Il codice di Leonardo parla di Lecco?

Magnani, già balzato agli onori della cronaca  per le sue discusse teorie sulla Monna Lisa (sarebbe convinto che dietro la Gioconda non sia dipinta Val d’Arno o il Montefeltro ma piuttosto il paesaggio lariano con il monte Barro e il fiume Adda) questa volta si sarebbe persuaso che all’interno di un codice leonardesco sia inserita una mappa dell’antica cittadella di Lecco.

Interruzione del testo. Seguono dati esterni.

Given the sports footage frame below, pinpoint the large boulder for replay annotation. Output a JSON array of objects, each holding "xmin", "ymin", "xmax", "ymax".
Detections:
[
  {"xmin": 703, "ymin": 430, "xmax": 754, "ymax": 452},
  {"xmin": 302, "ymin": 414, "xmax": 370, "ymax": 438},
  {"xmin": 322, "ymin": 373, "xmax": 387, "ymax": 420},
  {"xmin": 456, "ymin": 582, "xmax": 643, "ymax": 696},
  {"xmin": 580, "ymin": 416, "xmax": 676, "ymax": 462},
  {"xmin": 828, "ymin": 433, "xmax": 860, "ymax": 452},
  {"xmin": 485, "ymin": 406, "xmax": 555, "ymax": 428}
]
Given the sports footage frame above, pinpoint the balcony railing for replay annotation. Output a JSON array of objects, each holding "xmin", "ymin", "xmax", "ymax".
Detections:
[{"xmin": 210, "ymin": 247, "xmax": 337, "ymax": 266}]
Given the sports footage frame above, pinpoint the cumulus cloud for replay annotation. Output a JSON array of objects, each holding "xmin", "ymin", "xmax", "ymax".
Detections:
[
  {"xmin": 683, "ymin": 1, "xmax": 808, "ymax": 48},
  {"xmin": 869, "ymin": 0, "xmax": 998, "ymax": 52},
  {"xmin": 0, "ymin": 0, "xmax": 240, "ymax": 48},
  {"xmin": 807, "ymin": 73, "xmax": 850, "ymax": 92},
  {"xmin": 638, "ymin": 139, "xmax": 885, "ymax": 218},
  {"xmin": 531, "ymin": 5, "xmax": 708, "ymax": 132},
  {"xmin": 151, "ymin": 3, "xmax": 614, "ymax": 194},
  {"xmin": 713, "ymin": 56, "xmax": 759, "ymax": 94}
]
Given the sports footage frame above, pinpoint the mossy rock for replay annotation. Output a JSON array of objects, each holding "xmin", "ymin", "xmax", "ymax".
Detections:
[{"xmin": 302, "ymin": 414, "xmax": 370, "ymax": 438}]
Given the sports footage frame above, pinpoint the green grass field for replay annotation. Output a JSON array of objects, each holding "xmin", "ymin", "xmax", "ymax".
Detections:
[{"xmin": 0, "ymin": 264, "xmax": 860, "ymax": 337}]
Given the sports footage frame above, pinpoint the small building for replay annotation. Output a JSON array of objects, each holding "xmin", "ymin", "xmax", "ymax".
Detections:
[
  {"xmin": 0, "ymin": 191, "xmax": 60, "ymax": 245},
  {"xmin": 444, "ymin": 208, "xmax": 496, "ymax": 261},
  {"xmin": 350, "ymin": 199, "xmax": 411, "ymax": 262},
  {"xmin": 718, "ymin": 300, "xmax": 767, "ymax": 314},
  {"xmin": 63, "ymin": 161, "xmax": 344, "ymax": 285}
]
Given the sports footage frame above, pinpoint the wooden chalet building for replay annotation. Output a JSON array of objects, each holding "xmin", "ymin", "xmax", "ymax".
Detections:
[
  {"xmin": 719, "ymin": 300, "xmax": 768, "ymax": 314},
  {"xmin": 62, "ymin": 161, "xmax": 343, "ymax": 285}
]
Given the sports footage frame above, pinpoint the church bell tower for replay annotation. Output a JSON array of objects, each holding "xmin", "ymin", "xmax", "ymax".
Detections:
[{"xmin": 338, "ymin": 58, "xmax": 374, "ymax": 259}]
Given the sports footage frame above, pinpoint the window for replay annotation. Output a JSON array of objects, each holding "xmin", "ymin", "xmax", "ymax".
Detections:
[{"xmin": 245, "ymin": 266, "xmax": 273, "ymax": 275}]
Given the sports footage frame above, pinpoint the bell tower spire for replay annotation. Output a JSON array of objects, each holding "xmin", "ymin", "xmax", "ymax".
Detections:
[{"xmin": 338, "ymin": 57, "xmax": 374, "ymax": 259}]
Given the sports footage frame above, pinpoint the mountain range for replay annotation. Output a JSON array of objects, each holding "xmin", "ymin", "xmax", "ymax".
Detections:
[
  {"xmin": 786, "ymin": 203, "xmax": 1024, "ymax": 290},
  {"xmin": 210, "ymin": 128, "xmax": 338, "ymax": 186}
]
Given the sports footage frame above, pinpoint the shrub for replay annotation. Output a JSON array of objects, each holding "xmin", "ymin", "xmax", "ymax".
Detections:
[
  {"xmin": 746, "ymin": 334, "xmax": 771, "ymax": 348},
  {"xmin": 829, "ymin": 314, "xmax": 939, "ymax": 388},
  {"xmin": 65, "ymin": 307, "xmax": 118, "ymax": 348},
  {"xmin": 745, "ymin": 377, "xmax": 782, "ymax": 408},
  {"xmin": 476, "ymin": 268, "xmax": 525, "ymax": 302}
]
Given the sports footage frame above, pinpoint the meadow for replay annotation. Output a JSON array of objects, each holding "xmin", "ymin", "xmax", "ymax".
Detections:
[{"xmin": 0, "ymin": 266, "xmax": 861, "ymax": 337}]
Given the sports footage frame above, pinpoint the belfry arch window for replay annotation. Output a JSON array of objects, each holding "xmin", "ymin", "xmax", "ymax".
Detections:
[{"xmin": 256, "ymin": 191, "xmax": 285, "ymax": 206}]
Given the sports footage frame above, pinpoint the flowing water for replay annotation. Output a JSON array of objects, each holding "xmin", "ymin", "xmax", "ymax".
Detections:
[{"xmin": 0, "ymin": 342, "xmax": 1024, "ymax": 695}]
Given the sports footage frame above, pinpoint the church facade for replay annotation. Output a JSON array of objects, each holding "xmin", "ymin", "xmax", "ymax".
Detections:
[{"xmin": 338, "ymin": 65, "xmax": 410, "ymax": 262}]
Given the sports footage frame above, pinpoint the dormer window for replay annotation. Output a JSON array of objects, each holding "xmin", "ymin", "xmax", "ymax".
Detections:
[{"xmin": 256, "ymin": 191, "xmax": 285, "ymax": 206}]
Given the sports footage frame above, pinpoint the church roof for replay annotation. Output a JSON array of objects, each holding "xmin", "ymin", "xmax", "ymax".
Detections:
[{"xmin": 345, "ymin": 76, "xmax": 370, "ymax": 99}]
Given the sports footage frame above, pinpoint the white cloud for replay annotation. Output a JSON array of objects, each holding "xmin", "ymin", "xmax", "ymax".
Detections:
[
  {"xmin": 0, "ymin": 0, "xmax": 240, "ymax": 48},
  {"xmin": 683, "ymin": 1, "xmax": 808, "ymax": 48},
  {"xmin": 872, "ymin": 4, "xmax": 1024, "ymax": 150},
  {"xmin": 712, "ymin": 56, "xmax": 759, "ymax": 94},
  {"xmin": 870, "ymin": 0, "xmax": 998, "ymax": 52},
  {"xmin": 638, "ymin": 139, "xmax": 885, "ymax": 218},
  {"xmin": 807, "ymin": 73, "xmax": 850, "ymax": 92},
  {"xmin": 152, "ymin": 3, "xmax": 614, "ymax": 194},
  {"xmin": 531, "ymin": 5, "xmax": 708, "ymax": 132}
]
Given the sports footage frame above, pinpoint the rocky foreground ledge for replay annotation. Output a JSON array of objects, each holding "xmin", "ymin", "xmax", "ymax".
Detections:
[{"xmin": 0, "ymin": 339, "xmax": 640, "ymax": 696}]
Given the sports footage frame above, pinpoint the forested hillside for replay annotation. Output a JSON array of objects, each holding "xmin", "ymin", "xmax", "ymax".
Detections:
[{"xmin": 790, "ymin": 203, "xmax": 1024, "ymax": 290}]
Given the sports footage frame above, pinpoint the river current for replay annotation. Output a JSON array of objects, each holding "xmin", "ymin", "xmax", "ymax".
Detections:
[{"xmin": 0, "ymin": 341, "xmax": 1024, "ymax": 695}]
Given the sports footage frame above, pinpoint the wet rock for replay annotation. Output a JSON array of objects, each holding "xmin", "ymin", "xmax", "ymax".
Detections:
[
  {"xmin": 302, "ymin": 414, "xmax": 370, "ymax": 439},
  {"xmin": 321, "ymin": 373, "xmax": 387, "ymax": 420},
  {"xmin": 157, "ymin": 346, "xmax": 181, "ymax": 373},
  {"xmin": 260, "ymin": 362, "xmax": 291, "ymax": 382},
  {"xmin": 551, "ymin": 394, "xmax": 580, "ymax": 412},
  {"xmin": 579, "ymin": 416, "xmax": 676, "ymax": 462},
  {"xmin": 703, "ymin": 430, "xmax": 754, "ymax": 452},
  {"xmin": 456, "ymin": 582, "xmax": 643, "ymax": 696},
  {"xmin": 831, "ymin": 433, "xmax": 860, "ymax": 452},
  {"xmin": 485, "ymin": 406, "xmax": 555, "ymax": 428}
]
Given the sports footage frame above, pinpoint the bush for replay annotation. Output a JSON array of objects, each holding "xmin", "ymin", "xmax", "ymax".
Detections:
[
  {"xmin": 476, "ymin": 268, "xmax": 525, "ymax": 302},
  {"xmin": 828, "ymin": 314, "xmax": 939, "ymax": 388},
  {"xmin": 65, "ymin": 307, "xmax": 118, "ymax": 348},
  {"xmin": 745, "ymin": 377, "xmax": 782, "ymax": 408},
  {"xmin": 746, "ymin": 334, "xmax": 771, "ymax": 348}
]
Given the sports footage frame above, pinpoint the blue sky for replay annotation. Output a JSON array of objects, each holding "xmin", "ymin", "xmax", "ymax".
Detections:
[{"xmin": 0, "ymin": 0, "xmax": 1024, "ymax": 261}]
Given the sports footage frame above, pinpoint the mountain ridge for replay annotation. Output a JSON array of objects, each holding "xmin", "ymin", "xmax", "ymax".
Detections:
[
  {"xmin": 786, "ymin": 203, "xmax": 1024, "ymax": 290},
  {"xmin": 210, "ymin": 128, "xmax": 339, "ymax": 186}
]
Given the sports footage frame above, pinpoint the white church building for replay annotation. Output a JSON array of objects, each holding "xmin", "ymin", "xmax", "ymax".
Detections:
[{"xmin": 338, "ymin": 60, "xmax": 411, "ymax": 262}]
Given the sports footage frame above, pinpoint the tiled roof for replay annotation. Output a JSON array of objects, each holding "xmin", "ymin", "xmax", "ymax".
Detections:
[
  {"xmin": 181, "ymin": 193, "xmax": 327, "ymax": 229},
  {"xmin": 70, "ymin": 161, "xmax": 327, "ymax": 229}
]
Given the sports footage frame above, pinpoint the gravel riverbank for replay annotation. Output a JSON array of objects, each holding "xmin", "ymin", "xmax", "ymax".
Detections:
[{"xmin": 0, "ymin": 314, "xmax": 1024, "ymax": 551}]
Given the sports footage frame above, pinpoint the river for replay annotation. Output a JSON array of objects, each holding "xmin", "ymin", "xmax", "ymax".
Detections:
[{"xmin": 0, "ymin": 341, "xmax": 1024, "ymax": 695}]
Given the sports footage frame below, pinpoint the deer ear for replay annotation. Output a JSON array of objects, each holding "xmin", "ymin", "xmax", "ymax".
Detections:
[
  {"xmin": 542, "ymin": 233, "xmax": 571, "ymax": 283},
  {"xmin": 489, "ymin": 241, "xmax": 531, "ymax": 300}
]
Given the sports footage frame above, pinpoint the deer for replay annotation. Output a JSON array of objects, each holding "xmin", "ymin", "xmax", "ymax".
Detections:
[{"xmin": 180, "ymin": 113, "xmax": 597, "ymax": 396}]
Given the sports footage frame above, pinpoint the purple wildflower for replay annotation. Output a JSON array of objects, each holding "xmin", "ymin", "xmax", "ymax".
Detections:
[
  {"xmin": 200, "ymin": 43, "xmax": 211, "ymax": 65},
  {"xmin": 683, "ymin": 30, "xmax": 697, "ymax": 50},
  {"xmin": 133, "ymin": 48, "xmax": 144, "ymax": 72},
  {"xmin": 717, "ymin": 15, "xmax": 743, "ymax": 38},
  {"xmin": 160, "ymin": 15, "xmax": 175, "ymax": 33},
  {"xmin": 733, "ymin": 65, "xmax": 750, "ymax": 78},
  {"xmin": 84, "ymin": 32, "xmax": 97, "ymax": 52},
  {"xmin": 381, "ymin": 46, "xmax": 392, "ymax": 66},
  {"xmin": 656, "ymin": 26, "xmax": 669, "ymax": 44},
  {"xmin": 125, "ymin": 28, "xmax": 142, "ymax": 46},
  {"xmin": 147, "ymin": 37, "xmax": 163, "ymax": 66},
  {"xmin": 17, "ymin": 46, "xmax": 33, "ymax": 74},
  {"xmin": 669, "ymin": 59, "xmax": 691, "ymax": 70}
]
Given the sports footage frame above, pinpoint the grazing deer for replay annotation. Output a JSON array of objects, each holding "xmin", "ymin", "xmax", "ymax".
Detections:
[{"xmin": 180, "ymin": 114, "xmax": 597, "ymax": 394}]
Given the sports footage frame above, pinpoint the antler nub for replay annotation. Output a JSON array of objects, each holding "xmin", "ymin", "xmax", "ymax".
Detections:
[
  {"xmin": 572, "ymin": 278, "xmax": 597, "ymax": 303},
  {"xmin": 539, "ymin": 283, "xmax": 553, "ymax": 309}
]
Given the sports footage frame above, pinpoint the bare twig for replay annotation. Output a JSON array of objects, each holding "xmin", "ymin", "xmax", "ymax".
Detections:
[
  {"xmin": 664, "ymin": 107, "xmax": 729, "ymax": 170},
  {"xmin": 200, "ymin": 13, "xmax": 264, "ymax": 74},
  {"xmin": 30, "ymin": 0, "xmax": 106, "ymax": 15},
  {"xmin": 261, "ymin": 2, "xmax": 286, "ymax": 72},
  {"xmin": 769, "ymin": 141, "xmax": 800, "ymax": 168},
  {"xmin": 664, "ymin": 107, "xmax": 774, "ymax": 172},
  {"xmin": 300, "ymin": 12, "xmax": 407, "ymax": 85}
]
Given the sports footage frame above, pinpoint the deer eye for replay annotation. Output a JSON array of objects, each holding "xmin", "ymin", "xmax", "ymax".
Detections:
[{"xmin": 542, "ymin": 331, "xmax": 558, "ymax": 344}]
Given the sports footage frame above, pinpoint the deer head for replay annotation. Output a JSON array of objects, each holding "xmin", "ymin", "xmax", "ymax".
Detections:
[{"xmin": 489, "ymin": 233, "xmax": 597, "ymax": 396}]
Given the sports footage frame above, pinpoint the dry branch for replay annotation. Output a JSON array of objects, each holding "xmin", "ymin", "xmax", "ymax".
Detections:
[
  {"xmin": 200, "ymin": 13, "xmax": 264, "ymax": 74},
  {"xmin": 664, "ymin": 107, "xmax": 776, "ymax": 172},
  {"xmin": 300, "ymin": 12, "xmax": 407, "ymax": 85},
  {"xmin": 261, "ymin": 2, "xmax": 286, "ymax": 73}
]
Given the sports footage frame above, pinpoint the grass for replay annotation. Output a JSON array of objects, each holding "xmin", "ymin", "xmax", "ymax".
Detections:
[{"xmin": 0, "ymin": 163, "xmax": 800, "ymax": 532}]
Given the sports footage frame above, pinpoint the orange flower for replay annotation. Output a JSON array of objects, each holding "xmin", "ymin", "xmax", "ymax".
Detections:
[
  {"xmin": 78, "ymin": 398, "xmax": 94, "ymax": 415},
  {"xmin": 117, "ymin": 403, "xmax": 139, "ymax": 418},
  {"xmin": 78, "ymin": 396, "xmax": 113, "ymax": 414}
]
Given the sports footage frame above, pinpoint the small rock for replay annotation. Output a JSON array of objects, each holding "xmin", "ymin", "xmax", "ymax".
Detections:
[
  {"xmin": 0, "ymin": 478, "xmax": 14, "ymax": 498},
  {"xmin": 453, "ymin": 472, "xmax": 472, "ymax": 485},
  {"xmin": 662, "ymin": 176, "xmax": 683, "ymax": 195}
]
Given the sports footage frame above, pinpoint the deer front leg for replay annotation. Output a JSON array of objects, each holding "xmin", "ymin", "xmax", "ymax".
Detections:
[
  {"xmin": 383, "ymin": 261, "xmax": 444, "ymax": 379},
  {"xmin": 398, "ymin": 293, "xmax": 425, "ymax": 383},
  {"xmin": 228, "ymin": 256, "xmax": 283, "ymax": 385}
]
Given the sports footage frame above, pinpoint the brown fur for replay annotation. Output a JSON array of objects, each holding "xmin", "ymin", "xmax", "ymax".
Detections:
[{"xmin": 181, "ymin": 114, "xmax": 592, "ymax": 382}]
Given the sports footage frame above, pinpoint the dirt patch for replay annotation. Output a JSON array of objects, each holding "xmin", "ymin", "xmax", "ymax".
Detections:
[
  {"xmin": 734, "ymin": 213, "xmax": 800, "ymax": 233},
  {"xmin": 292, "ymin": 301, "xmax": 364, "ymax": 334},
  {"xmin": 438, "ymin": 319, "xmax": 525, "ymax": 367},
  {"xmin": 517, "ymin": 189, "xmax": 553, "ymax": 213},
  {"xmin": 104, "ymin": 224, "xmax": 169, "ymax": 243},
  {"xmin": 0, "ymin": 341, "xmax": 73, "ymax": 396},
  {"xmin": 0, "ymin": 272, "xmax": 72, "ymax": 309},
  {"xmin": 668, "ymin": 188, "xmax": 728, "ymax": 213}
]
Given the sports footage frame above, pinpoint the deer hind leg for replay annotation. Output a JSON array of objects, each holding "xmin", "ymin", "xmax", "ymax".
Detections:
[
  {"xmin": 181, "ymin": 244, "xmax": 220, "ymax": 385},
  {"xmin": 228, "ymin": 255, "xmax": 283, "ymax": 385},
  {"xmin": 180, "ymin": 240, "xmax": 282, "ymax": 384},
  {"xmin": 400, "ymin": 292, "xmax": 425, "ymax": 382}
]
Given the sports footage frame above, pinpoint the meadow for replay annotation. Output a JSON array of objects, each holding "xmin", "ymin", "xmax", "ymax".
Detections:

A riferire il tutto è il Giornale di Lecco.

Secondo l’Ansa “il lecchese Magnani, che ancora non si è confrontato con altri studiosi, è convinto che lo schizzo presenti inequivocabili riferimenti alla urbanizzazione della città ai tempi di Leonardo antecedenti alla costruzione delle fortificazioni leonardesche”.

Il manoscritto

Il manoscritto “incriminato” sarebbe il manoscritto L, attualmente  conservato a Parigi all’Institut de France. Venne sottratto dalla biblioteca ambrosiana di Milano insieme ad altri volumi da Napoleone). Sempre secondo l’Ansa Magnani ha dichiarato: “Si tratta di un ritrovamento importante in quanto conferma il fortissimo legame esistente tra Leonardo e la città di Lecco”.